The interior life – the life of prayer, sacraments, and the ascetical life – isn’t just for super-Christians and monks/nuns; it is something God calls us all towards in order to grow in grace so that we continually draw nearer to full union with Him (theosis/divinization).  These ideas are beautifully echoed throughout the writings of the Church faithers and also in the Catechism of the Catholic Church here:

2013 “All Christians in any state or walk of life are called to the fullness of Christian life and to the perfection of charity.”65 All are called to holiness: “Be perfect, as your heavenly Father is perfect.”66 (915; 2545; 825)

In order to reach this perfection the faithful should use the strength dealt out to them by Christ’s gift, so that … doing the will of the Father in everything, they may wholeheartedly devote themselves to the glory of God and to the service of their neighbor.
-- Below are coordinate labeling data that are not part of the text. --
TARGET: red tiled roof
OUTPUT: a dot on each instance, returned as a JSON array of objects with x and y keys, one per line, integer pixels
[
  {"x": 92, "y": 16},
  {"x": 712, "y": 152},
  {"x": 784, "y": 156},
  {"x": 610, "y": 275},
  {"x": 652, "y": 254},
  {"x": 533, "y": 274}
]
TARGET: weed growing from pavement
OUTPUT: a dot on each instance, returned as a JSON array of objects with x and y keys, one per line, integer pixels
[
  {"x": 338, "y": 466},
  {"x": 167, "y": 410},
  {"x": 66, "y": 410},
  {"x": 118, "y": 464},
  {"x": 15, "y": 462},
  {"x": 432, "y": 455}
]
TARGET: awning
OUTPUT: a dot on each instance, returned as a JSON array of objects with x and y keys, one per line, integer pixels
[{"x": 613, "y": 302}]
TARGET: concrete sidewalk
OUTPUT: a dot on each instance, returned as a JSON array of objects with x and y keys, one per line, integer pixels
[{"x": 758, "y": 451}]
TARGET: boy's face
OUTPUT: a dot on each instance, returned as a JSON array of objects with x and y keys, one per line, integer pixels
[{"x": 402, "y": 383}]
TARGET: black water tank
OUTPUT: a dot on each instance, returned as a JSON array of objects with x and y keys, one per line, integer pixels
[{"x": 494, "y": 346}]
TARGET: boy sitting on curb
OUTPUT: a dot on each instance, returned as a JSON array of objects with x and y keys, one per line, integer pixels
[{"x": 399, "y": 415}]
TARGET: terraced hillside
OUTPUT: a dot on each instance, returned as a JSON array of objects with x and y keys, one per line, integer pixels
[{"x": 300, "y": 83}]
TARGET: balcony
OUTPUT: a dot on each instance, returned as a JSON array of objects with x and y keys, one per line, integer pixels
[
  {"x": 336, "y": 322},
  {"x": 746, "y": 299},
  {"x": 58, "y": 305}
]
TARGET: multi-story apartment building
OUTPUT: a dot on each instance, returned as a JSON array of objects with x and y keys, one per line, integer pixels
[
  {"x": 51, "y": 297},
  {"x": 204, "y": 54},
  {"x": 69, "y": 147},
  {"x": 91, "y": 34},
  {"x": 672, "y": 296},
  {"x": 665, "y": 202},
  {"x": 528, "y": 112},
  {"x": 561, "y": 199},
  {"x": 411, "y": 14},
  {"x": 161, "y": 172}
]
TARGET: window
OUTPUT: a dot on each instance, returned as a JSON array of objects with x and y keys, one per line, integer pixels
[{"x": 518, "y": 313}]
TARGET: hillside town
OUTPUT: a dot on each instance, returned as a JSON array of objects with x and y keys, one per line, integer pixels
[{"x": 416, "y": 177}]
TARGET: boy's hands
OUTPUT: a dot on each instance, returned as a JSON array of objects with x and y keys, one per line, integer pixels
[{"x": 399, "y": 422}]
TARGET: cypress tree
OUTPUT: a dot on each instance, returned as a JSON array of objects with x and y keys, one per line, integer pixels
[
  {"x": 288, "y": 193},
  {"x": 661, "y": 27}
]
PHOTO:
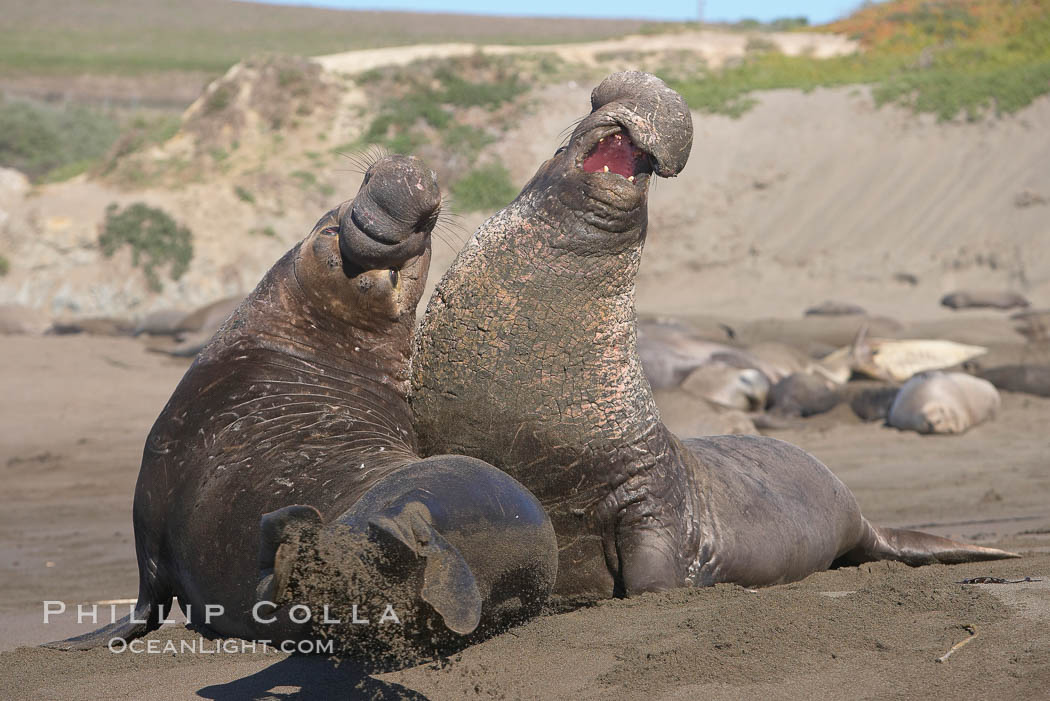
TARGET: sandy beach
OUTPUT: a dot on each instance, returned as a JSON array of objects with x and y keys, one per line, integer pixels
[{"x": 75, "y": 413}]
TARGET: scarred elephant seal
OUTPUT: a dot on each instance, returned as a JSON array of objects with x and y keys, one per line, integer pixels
[
  {"x": 527, "y": 358},
  {"x": 284, "y": 470}
]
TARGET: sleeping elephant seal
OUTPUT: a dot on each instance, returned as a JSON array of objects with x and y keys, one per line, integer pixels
[
  {"x": 975, "y": 299},
  {"x": 282, "y": 471},
  {"x": 527, "y": 358},
  {"x": 937, "y": 402}
]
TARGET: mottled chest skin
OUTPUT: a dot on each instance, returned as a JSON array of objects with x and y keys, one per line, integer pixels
[
  {"x": 299, "y": 399},
  {"x": 527, "y": 358}
]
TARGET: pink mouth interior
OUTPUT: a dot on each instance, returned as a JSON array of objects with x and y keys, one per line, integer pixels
[{"x": 615, "y": 153}]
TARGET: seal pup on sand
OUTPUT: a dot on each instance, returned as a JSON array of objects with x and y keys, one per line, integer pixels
[
  {"x": 284, "y": 468},
  {"x": 527, "y": 358},
  {"x": 937, "y": 402}
]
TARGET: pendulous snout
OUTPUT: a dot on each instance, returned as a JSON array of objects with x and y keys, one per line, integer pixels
[
  {"x": 655, "y": 118},
  {"x": 393, "y": 215}
]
Thus the holiness of the People of God will grow in fruitful abundance, as is clearly shown in the history of the Church through the lives of so many saints.67

2745 Prayer and Christian life are inseparable, for they concern the same love and the same renunciation, proceeding from love; the same filial and loving conformity with the Father’s plan of love; the same transforming union in the Holy Spirit who conforms us more and more to Christ Jesus; the same love for all men, the love with which Jesus has loved us. “Whatever you ask the Father in my name, he [will] give it to you. This I command you, to love one another.”41 (2660)

460 The Word became flesh to make us “partakers of the divine nature”:78 “For this is why the Word became man, and the Son of God became the Son of man: so that man, by entering into communion with the Word and thus receiving divine sonship, might become a son of God.”79 “For the Son of God became man so that we might become God.”80 “The only-begotten Son of God, wanting to make us sharers in his divinity, assumed our nature, so that he, made man, might make men gods.”81 (1265, 1391; 1988)
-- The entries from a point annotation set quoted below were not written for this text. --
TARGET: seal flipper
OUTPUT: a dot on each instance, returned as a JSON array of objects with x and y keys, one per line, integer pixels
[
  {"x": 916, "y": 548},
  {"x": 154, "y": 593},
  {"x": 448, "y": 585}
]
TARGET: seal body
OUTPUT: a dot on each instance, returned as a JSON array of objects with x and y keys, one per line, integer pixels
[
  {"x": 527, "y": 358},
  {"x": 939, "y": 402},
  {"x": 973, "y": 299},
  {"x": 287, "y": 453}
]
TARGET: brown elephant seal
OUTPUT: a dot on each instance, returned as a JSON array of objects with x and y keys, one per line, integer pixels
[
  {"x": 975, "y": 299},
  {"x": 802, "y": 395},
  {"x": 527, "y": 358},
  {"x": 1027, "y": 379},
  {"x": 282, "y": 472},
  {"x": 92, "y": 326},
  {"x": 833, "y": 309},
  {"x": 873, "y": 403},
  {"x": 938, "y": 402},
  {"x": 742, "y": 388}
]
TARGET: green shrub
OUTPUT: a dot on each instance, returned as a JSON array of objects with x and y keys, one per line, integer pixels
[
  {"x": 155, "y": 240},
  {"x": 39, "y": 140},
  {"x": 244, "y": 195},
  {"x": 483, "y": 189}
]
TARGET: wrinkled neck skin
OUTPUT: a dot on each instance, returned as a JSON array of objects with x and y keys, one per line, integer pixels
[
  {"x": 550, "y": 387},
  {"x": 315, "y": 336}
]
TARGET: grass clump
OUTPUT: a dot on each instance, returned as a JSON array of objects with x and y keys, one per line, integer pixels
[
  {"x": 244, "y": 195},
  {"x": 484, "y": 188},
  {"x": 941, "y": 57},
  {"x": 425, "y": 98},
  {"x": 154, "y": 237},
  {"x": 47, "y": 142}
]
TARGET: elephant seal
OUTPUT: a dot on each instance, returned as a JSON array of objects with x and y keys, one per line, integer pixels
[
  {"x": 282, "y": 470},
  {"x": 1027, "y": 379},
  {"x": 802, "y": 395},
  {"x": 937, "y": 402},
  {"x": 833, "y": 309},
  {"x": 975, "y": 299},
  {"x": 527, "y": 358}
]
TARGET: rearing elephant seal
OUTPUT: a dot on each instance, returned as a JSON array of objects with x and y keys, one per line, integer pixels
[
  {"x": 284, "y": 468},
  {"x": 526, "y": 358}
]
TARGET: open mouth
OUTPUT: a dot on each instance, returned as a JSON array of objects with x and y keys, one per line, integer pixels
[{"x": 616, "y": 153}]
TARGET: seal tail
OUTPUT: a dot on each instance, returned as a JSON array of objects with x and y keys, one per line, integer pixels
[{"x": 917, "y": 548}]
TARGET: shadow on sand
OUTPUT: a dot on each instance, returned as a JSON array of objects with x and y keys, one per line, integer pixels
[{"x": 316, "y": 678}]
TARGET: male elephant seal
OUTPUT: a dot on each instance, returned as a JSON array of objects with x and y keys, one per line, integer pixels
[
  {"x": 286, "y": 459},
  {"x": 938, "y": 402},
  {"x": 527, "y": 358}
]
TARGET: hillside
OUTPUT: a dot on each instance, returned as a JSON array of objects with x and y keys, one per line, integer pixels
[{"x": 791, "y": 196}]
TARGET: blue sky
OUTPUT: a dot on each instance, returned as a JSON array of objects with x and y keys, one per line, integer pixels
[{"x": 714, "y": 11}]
— Catholic Church. (2000). Catechism of the Catholic Church (2nd Ed.). Washington, DC: United States Catholic Conference.

I highly recommend reading at least the first chapter of the book, “The Three Ways of the Spiritual Life” by Reginald Garrigou-Lagrange.  He gives such a great explanation of the Catholic view of salvation with a ton of biblical support.  He also teaches about the basic outline of the spiritual life (purgative, illuminative, and unitive way) which hopefully will end up sparking an interest in anyone reading it. As just seen above we are all called to this spiritual life (only possible through God’s grace that He gratuitously puts inside of us: CCC 2010-2015, John 15:5).
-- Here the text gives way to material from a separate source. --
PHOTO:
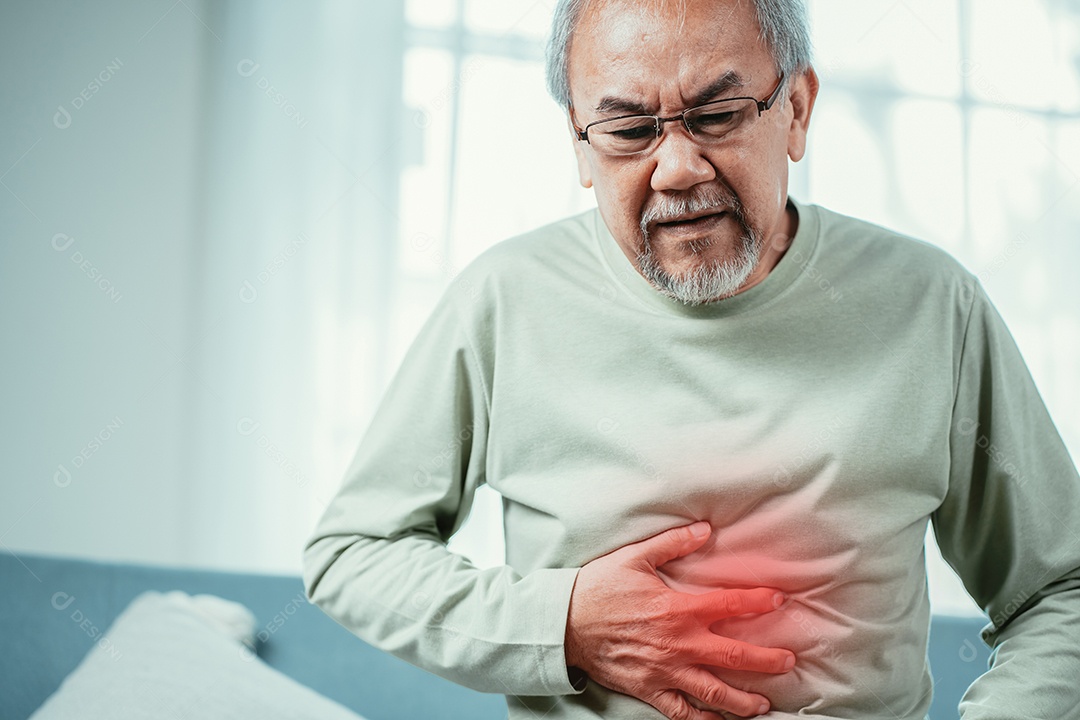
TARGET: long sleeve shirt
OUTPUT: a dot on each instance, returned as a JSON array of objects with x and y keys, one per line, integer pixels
[{"x": 818, "y": 421}]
Fr. Garrigou-Lagrange also spends a bit of time in the first chapter explaining the difference between this extrinsic vs. intrinsic righteousness debate between Luther and the Catholic Church.  Fr. Garrigou-Lagrange shows throughout the book that this has extremely important implications on the spiritual life.  That book changed everything for me.  Once I realized how rich the traditions of the spiritual life were in the Catholic Church and that my Lutheran view of imputed righteousness was a huge reason why I never knew about them, I dove head first in.

You can even access the book for fee online here: 



Lord Jesus,

You ask us to be perfect, therefore, as your Father in Heaven is perfect (Matthew 5:48). But apart from You I can do nothing (John 15:5). But, with You, all things are possible (Matthew 19:26).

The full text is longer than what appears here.